Leaving five hours between your nap and natural bedtime will allow you to reap the benefits of a good night’s sleep as well as giving you the boost to power through the rest of your day.
2. Nap in comfort and peace
Finding that perfect napping place is key to a good power nap. A quiet space makes for a quick nap, so get out that “do not disturb” sign, and let your family or coworkers know that you’ll be offline for 20 minutes (working on your brainpower is also serious business).
When you’ve found your napping site, make sure it is where you’ll be most comfortable to fully relax. We suggest plugging out the noise of your environment by either using noise-reducing earphones or earplugs. Turn your phone onto silent (but don’t forget to set an alarm!) and power down your computer. A quiet space will allow you to quickly fall asleep and reboot your energy levels.
3. Nap with a shot of espresso
Did you know that a shot of espresso or a humble cup of coffee before your nap is the secret sauce to waking up refreshed? Physiologically, the effects of caffeine kick in around 20-45 minutes after you’ve drunk it (which is why it is not recommended before bedtime). By the time you wake up from your power nap, not only is your brain ready, but you’ll be full of renewed energy.

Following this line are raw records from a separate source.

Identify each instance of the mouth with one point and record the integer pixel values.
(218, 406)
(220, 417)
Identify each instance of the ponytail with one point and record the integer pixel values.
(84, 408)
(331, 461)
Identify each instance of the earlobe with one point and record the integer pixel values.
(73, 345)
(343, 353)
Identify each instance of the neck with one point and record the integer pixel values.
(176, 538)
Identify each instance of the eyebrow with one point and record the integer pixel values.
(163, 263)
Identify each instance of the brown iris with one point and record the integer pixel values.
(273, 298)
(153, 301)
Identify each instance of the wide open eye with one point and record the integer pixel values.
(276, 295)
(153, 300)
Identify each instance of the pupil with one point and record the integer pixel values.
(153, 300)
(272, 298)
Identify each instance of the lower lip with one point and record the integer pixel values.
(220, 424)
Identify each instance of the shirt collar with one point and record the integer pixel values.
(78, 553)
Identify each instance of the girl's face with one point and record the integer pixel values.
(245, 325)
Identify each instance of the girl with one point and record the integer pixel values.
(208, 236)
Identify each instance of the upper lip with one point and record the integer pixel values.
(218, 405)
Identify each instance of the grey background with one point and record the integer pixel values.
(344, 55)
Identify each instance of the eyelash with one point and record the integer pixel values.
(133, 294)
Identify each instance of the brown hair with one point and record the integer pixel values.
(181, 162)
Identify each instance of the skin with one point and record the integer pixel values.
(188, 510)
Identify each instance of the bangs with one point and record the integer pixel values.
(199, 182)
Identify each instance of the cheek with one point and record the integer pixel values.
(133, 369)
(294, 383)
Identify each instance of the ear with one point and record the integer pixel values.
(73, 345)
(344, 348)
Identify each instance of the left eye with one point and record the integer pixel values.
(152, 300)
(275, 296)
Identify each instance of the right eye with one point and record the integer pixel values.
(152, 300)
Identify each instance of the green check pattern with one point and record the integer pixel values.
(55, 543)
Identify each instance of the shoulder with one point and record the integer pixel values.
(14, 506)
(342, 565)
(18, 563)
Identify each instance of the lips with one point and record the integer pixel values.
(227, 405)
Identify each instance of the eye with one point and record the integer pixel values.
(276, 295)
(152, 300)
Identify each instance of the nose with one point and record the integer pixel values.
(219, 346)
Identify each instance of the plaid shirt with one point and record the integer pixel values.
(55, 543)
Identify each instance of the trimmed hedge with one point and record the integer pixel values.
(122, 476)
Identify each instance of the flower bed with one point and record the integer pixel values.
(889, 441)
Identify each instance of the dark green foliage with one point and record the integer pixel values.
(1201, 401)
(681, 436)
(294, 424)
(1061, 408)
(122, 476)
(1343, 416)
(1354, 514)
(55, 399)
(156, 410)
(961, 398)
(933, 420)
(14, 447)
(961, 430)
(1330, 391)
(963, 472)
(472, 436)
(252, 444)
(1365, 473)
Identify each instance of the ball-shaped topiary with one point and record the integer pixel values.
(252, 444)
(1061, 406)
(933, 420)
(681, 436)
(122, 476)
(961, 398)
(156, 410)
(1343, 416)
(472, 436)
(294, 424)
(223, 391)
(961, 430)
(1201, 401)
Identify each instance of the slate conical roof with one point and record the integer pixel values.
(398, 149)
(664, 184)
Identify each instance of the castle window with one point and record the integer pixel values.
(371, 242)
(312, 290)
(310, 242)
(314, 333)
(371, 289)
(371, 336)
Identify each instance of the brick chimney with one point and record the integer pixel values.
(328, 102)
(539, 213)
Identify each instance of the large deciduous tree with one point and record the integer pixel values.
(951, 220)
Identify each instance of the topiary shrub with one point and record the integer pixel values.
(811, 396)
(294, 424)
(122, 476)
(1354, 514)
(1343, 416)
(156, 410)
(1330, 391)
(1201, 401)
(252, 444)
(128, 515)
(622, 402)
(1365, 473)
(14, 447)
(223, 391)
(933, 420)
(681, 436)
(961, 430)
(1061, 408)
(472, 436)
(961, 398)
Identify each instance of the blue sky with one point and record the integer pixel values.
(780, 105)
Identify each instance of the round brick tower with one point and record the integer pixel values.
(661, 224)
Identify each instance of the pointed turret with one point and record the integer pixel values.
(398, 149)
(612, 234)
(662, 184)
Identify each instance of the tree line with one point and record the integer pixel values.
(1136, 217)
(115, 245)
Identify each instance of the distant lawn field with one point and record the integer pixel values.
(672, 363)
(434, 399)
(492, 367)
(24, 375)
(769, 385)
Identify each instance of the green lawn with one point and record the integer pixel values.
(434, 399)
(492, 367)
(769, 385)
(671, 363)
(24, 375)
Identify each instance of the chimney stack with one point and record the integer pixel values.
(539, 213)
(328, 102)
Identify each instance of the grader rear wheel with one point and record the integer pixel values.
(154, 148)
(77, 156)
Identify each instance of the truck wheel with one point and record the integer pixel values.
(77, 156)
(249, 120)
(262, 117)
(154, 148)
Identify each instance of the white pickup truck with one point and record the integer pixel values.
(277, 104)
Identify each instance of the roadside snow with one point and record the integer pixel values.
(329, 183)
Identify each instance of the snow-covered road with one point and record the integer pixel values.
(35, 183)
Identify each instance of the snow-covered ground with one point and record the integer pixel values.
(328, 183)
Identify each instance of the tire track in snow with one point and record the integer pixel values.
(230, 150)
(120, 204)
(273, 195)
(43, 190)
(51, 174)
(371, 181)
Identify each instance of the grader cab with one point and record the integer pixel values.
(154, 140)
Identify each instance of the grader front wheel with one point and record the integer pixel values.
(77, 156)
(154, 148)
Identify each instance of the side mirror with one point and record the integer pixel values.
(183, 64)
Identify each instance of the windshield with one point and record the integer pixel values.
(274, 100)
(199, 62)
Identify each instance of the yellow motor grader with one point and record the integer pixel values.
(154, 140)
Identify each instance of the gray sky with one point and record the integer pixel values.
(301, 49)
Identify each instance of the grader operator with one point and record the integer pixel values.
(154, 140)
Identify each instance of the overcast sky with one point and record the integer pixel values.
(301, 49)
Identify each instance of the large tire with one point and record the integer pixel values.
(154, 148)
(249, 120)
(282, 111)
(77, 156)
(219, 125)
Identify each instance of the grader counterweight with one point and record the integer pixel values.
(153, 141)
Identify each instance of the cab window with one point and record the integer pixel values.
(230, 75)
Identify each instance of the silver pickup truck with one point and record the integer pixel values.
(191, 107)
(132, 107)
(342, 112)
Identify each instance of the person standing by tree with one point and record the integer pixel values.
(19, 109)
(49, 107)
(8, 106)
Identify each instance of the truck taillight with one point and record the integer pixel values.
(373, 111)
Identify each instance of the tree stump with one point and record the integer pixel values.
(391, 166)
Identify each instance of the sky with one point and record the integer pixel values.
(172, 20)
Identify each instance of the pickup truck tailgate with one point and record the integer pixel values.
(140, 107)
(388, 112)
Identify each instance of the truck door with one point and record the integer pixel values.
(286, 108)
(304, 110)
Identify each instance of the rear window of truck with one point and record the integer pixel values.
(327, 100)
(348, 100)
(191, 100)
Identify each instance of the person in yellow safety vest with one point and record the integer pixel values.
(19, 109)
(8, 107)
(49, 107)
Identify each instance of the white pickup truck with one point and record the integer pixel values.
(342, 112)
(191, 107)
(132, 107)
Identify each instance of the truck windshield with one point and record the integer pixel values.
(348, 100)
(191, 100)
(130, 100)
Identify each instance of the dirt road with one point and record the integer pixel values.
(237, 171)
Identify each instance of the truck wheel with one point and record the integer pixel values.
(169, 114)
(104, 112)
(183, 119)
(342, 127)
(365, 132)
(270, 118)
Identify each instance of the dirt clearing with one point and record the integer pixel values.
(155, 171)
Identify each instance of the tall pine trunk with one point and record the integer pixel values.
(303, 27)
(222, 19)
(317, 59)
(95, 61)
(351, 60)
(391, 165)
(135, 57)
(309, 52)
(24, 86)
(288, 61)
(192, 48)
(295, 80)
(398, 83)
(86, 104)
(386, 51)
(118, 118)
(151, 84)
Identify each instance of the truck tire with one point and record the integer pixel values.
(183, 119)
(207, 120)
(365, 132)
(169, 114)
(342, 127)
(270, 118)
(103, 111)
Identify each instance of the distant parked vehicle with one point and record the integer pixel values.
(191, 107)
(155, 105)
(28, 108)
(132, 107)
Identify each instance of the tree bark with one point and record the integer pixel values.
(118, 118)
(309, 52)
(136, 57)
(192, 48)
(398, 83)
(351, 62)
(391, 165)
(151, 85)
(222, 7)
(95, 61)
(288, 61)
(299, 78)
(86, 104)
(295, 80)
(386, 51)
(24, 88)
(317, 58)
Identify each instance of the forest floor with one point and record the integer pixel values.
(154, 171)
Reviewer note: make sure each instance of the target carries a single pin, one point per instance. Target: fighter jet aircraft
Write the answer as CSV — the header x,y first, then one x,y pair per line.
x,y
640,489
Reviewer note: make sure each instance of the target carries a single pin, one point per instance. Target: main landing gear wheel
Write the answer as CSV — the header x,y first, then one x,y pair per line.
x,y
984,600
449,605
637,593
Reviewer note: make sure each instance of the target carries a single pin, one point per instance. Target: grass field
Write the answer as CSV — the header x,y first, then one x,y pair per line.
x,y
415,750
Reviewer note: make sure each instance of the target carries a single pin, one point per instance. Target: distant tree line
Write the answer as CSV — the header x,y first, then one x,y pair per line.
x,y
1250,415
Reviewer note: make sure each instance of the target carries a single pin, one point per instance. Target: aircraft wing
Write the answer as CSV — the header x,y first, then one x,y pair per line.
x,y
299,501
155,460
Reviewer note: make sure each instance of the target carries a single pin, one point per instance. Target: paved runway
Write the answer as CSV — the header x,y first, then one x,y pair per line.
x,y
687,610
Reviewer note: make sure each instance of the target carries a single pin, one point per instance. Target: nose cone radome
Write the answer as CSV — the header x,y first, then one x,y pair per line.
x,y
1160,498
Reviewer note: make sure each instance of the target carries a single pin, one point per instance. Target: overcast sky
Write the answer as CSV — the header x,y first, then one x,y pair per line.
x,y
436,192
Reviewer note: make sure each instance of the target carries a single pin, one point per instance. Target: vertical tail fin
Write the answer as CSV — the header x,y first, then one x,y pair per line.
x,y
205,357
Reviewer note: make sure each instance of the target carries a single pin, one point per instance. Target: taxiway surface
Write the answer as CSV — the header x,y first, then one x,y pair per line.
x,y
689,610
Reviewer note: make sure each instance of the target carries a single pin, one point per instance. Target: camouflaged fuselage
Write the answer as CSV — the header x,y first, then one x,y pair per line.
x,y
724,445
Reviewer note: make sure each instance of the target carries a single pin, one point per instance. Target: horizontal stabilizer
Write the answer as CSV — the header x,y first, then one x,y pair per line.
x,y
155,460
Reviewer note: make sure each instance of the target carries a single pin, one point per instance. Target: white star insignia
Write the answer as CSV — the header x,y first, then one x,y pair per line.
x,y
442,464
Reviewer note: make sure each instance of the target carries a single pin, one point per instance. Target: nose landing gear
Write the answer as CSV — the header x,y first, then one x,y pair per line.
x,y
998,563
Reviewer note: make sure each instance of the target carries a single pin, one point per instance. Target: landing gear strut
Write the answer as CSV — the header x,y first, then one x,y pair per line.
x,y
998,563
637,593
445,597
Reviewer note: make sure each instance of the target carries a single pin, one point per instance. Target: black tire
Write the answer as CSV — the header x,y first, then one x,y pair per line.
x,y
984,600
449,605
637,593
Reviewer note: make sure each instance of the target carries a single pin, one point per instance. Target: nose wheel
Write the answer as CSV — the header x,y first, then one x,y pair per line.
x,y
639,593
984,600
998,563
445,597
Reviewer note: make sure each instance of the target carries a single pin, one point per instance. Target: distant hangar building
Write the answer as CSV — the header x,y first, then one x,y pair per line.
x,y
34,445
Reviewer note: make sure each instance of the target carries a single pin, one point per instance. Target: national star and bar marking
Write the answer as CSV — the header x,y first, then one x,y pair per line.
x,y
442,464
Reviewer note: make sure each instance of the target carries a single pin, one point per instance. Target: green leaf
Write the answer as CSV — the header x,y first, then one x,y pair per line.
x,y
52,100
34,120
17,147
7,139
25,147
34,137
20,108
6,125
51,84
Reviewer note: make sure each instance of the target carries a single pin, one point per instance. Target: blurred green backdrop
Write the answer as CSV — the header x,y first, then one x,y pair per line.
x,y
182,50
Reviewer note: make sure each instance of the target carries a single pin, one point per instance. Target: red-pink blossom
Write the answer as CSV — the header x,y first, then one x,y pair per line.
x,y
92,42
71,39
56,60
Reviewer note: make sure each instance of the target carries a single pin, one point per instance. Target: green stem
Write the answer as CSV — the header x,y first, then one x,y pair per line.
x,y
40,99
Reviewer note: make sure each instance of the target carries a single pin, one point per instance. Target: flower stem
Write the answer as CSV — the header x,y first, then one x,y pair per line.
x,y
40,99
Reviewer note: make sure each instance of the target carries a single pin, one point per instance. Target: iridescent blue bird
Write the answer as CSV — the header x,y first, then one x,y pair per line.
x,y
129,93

However, if you are sensitive to caffeine, you might want to sit this one out. Your nighttime sleep is more important for your overall health and the effects of caffeine could disturb your ability to fall asleep later on.
So, do power naps work?
Power naps can be the most efficient way to replenish your focus and productivity during the day. But it all depends on how your body reacts to sleep.
Our body clocks all function differently and in some cases, a power nap can confuse our body clocks by disturbing our normal sleeping routine. If you suffer from any sleep issues such as insomnia, then a daytime nap could be a bad idea.
To find out if power napping will work for you, pay attention to your sleeping routine at night. If you typically wake up feeling refreshed and remain energetic throughout the day, you probably don’t want to mess with your sleep rhythm. On the other hand, if you usually wake up feeling like you could do with a few extra snoozes, schedule in an afternoon power nap and see if that helps.
Healthy sleep is more about quality than quantity. If a power nap (or any type of nap) makes you feel more alive, alert and enthusiastic, then you know you’re doing it right.